STARKVILLE – Substitutions in the game of football might arguably be the most chaotic element a coach has to handle.
In every other team sport offered at Mississippi State University, the officials stop the clock and allow substitutions to occur before both teams are set to resume action. Not in football and not in the new-school, high-tempo offense football that more schools are adapting in this new era of the game.
Thanks to the high-tempo spread offenses being introduced to college football, defensive coaches have seconds to replace fatigued players and get their bodies lined up properly before the referee places the ball down for play.
Seemingly the options for a defensive coach at the highest level of college football, such as MSU defensive coordinator Geoff Collins, are two-fold: Either get 11 starters physically conditioned to play nearly every snap or find a sophisticated way to substitute in each position group.
In the summer offseason and first two weeks of fall camp, substitution procedure has been the hot topic of conversation at MSU among Collins as his boss, Bulldogs head coach Dan Mullen.
“It’s the biggest discussion Coach Mullen has had with us all summer because we’ve got to figure out how we’re going to do it,” Collins said. “We have a substitution plan and we know what we’re going to do.”
Last season, Collins held the co-defensive coordinator title with Chris Wilson but it was Wilson who signaled in the defensive calls. Collins’ main responsibility was his linebacker position group that went as deep as six players getting regular playing time and two others getting sporadic snaps.
When Collins was promoted days after the Bulldogs loss in the 2013 Gator Bowl to Northwestern University, he knew he’d have to streamline the process of getting players on and off the field. This season his specific linebacker group returns three players with starting experience (Benardrick McKinney, Deontae Skinner and Matthew Wells) and a host of players looking to break through in backup roles (Ferlando Bohanna, Beniquez Brown, Richie Brown and Zach Jackson).
“The thing we talk about is we’re just above the line,” Collins said Saturday. “If you’re above the line you can contribute, you can play in the SEC, help us win, or go against a great team like Oklahoma State; or you can’t. If you’re above that line you’re playing and you’re contributing and you’re helping us win ball games.”
The NFL already has a plan in place to handle with the fifth gear offense that Chip Kelly brought from University of Oregon to the Philadelphia Eagles.
“We have to make sure teams understand that they don’t control the tempo, our officials do,” NFL vice president of officiating Dean Blandino told The Wall Street Journal late last month. “We’re going through our normal ball mechanics; We aren’t going to rush (unless) it’s in the two-minute drill.”
The NFL’s attempts to put on the breaks of speed offenses is not going to stop college football from going in that direction. Mullen, a former offensive coordinator at the University of Florida and University of Utah, even traveled to a practice at the University of Oregon in 2011 to learn and retain some concepts he could bring back to Starkville for his spread-option offense at MSU.

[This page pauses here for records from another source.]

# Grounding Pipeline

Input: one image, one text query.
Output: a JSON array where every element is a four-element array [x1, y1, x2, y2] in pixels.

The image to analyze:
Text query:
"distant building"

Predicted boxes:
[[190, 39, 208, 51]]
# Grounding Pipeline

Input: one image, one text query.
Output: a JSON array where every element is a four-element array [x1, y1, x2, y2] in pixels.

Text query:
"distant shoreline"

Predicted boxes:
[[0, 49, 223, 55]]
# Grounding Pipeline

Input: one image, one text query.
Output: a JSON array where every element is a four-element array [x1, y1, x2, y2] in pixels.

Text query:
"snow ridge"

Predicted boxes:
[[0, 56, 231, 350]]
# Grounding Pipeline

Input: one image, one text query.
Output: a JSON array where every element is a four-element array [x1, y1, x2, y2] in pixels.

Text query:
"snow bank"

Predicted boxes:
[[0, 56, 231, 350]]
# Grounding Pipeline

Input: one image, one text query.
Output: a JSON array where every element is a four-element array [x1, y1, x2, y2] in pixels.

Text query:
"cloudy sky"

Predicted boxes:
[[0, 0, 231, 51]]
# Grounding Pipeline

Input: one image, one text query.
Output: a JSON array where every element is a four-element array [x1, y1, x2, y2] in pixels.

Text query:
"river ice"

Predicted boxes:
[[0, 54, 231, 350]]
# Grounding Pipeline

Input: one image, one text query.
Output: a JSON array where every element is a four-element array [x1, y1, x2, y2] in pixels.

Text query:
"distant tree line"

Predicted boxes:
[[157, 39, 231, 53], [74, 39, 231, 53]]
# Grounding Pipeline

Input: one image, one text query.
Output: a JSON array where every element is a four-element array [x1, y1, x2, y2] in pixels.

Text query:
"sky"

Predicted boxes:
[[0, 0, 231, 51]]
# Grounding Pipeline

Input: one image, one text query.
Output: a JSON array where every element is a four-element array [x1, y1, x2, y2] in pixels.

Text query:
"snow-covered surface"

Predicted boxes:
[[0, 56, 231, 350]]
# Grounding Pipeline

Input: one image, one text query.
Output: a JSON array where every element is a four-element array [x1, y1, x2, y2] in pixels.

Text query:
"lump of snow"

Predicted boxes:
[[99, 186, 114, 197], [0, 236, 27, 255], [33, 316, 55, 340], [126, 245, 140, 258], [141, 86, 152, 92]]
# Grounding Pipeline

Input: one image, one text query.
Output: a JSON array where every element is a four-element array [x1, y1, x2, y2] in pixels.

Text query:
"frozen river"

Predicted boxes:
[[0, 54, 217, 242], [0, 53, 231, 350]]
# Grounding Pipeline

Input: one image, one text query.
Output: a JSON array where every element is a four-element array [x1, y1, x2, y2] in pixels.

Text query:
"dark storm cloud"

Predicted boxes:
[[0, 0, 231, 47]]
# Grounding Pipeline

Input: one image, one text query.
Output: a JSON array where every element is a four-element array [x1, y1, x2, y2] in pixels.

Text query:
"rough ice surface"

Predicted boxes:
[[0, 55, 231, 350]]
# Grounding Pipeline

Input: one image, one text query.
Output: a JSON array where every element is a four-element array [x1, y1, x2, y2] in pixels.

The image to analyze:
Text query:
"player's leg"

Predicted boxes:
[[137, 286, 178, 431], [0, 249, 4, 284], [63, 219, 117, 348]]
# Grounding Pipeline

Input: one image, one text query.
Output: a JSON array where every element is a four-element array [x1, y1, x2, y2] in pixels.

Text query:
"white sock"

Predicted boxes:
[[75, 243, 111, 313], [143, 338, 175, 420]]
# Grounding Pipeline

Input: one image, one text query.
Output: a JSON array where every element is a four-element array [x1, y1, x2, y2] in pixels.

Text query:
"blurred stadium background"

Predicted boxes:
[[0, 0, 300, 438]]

“I’m an information gatherer more than a releaser,” Mullen said after the trip nearly two years ago. “So I probably have gathered more than I’ve given up. I’m a taker.”
Last season Marshall University led Football Bowl Subdivision with 92.8 plays per game while MSU managed to just execute a average of 66.8 ranking them 111th in the nation. However, MSU plays Oklahoma State in the season opener on Aug. 31 in Houston and the Cowboys run one of the nation’s fastest passing attacks at 78.9 plays per contest.
In those 20 days, Collins has tried to simulate in scrimmages and practices how his team will counter that speed and how he’ll try to get fresh players on the field in each of the three levels of defense (lineman, linebackers and secondary).
“When they sub somebody we’ve got to have somebody ready to go in,” Collins said. “There just can’t be a debate and thought process. They sub, we sub. So there’s got to be a plan.”
Collins suggested Saturday MSU will have a “substitution coach” on the field during games for the sole purpose of running players in and out on both sides of the ball. Similarly to the quarterback dressed in different colors on the sideline so the offense can get the signals, the defensive substitution coach will be recognizable so players know to come in and out.
“We are prepared and conditioned to handle the running around and coverage we’re going to have to handle when we see those type of offenses this season,” said McKinney, who was second on the team with 102 tackles last year.
Collins has also forced all of his players to learning different positions of their 4-3 scheme. The hope in this concept was eliminating the possibility of certain players being classified as speciality athletes just for certain down and distances.
“When we put in the defense the whole defense is in the room, so they’re all hearing the checks, they’re all hearing the calls,” Collins said. “It’s one voice teaching the defense instead of the defense being taught from four different perspectives. I think that is good for learning, good for cross-over.”